Because the log is replicated you will end up with several logs to choose from at replay time. If the cluster terminated at the same time then you can flip a coin and pick any log as one is as good as the next, but if some nodes witnessed failures and survived past them then they will have logs with transactions that have been acked to the client that are not in the others. You could scan every log and find out which ones are the longest, but if they are close enough then you might not actually be able to tell down to the very last transaction (might miss one that has been acked to the client).
Survivors definitely have to log any failures they witness so that the failed log can be discarded. Failures are infrequent so there is no reason to log them in the sequential command log. This saves you the trouble of having to do a preliminary scan up front in order to decide which logs to use during replay.
I should mention that when a node becomes unresponsive the cluster stops making progress until it can agree on what the set of failed nodes is. The agreement is always for the entire set and not what is newly failed. Failures logged to disk also include the entire set. Failures are always logged to disk synchronously.

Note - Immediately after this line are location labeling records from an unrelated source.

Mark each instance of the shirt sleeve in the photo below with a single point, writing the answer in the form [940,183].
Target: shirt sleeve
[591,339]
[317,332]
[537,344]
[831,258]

So what happens if node B fails, and A and C witness the failure. Then node A fails and C is the only survivor. Then B rejoins the cluster. A on disk will have B logged as failed, and B will have A logged as failed. If the entire things come crashing down and you bring A,B,C up for replay then you will have two nodes claiming the other's log is invalid, when in reality B's log is valid. In this k=2 case it isn't an issue because you only need C to recover, but it is possible to create scenarios where discarding Bs log would result in an unrecoverable cluster. Now you need a way to determine what set of failures is authoritative.
Clock skew makes timestamps unattractive, so we will go with sequence numbers. Now we have yet another piece of meta-data to propagate when a node rejoins the cluster and when a cluster is restarted. You definitely don't want to reset to 0 in case an old node is with fault logs is brought back.
So how does the log behave when you rejoin a node? For now we always have a rejoining node start empty including discarding log data. One of the first steps in the rejoin process is having the rejoining node log the current failed node set (discovered from the cluster) along with itself. The log on the rejoining node isn't viable for replay so it must mark itself as failed until it has logged enough data to be replayable. The rest of the nodes in the cluster then log the rejoining node as not failed once it has finished marking itself as failed so that there is no window where the rejoining node's log is mistakenly considered viable.
There is some dark magic involved in replay. I am not going to go into it in detail (can't kill all the mystery), but we intend to support topology changes where the cluster grows and some topology changes where the cluster shrinks (presumably a failed node can't be brought back). Not only are the logs replicated, but each log file contains streams of transactions from several execution sites, and the log is not sorted. For replay purposes the txns have to be emitted in order so it is necessary to sort the entries.
Turns out that it can be done in memory with bounded space and a single sequential IO pass.